Immediately after that statement email@example.com inserts "So now homages
are bad too?
Yes, all homages are pure evil and all who do them should die!
Sorry, couldn't resist that. Again firstname.lastname@example.org is snarkily raising a
false claim about what I said, but his query is actually useful in that it
raises a notable point. Say one paleoartist really admires another's work
and wants to do an homage. Some artists might truly like their work being
"honored" like that. But be careful. Some artist do not. If they feel the
violates their rights they may take action of some sort. Especially if they
feel it impairs their income or reputation. Hey, I'm just stating the risks
one runs, it happens, so don't get after me about it. But where things
become a real problem is when homages become chronic to the degree they are
impairing the income of the artist who is not really being honored. What I
get is why I have to say this, I am only saying what all should already
I said that "Some have claimed my standard pose is not a de facto brand
because it is supposedly based on Bakker’s running Deinonychus. I have
explained elsewhere that is not really so. In any case RTB never used the pose
regular basis, so it was not a characteristic of his work
Immediately after that statement email@example.com inserts "So now people
have to use the same pose over and over again for it to matter/count?

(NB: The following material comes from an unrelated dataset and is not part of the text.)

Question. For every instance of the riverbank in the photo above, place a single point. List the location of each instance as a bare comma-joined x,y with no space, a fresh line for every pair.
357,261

Here is how this works. If someone wants to establish a brand one way to do
it is to come up with a logo/image, trademark it and plaster it over a lot
of product until it becomes recognizable. A way to develop a more informal
popular brand is to make some aspect of their art recognizable via reptition,
to the point that many who see and image will say "hey, that's a Greg
Paul!" Which of course is why a person who does so might prefer others not use
t same distinctive feature and muddy their waters. Think about this one. I
have done lots of dinosaurs in lots of poses. But almost all of them do not
trigger that "Greg Paul" impression, only a few iconic skeletal poses do.
And if someone happened to pose their set of dinosaur side views in a posture
that happened to be similar to a pose I happened to use at one point that is
OK because I have done so many images that it would be hard to avoid being
close to one of them. In any case it is a good idea to justify your own pose
by doing it for a technical reason like I did.